Draft detailed report of Numerics Working Group
(Roldan Pozo and Ron Boisvert from NIST reporting)
Back to General Java Grande Resource
Back to Report from First Meeting
Floating-point Issues
A number of issues related to the behavior of floating-point arithmetic
are of concern to the numeric community. Among these are the following.
-
Exact Reproducibility
-
Requiring that every JVM compute bitwise identical results for a given
Java program seems to be not only unrealizable in practice, but also inhibits
efficient floating-point processing on some platforms. For example, it
precludes the efficient use of floating-point hardware on Intel processors,
which utilize extended precision in registers. It also prevents compiler
writers from using certain kinds of optimizations when users will tolerate
them.
-
Rounding
-
Round-to-nearest is the only IEEE 754 rounding mode recognized by Java.

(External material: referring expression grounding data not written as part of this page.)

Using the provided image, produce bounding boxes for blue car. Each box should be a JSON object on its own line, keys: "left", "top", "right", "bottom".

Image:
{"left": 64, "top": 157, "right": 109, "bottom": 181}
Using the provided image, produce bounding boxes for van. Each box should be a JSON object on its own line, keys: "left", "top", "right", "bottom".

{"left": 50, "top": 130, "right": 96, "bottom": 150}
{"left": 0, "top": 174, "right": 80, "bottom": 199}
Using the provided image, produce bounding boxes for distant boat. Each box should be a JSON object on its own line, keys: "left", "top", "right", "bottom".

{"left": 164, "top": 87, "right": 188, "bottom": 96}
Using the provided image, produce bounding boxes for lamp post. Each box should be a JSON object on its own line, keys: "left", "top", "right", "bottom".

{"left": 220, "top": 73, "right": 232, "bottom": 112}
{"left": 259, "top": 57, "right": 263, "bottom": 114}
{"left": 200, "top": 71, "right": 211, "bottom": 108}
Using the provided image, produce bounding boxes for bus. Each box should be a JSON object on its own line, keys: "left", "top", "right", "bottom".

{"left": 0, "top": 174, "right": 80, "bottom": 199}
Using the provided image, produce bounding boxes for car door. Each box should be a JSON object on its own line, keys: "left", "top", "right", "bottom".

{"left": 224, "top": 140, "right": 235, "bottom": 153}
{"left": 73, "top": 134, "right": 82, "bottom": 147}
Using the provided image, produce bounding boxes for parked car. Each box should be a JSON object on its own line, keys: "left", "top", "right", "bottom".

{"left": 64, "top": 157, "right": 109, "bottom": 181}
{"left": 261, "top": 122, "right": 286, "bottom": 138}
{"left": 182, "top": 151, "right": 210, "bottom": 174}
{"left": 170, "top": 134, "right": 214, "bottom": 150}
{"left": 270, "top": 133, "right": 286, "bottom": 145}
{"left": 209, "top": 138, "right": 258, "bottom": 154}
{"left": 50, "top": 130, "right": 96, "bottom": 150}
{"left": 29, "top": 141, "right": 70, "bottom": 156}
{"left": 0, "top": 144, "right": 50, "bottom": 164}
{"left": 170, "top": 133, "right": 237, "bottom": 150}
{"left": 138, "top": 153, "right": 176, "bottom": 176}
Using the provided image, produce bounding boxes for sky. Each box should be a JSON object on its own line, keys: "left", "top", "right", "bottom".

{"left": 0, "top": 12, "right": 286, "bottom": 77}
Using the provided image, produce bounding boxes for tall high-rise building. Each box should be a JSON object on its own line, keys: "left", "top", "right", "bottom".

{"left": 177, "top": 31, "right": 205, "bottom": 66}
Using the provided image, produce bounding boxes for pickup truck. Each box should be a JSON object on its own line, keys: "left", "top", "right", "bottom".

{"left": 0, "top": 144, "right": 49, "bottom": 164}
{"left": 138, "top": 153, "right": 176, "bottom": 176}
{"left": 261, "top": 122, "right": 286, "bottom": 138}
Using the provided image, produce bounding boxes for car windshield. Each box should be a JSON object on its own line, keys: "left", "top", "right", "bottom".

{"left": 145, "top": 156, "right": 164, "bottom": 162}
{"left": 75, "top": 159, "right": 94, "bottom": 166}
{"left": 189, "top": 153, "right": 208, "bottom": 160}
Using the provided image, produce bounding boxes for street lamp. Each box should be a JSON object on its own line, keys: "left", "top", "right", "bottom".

While this is adequate in most cases, some specialized processing, such
as interval arithmetic, would benefit greatly from more explicit control
of the rounding mode in specific instances.
-
IEEE Floating-point Exceptions
-
Currently Java admits only default actions when IEEE floating-point exceptions
occur. Thus, for example, 1/0 produces Inf, 0/0 produces NaN, etc. and,
since, arithmetic on these special quantities is completely defined, no
trapping occurs. This, again, is sufficient for most applications. However,
it is sometimes crucial to know if one of these special events has occurred.
There are two ways to do this.
-
enable trapping on selected IEEE floating-point exceptions
-
provide a standard mechanism to determine whether a given IEEE floating-point
exception has been raised
-
The former is difficult to implement and to use effectively (except when
debugging a program, when it can be quite useful).
-
The latter is easy to implement and exploit by working programs, and hence
should certainly be added.
-
NaNs
-
Java defines a single specific bit pattern to represent NaN. This is contrary
to IEEE 754, which specifies a range of values, all of which represent
NaN. This Java restriction is unnecessary and quite difficult to implement
and hence should be removed.
-
Other Arithmetic Data Types
-
Other arithmetic data types are of considerable interest to the numerical
community. The two most often cited are interval arithmetic, and (arbitrary)
multiple precision arithmetic. Ideally, such data types would be added
to the Java language spec itself. However, this is unrealistic. It would
be quite useful if standard classes for such data types were defined. If
operator overloading and efficient processing of final methods were possible,
then programs using such classes would be quite natural and fairly efficient.
Arrays
-
Multidimensional Arrays
-
Numerical software designers typically take information about the physical
layout of data in memory into account when designing algorithms to achieve
high performance. For example, LAPACK uses block-oriented algorithms and
the Level 2 and 3 BLAS to localize references for efficiency in modern
cache-based systems. The fact that Fortran requires two-dimensional arrays
be stored contiguously by columns is explicitly used in the design of these
algorithms.
-
-
Unfortunately, there is no similar requirement for multidimensional arrays
in Java. Here, a two-dimensional array is an array of one-dimensional arrays.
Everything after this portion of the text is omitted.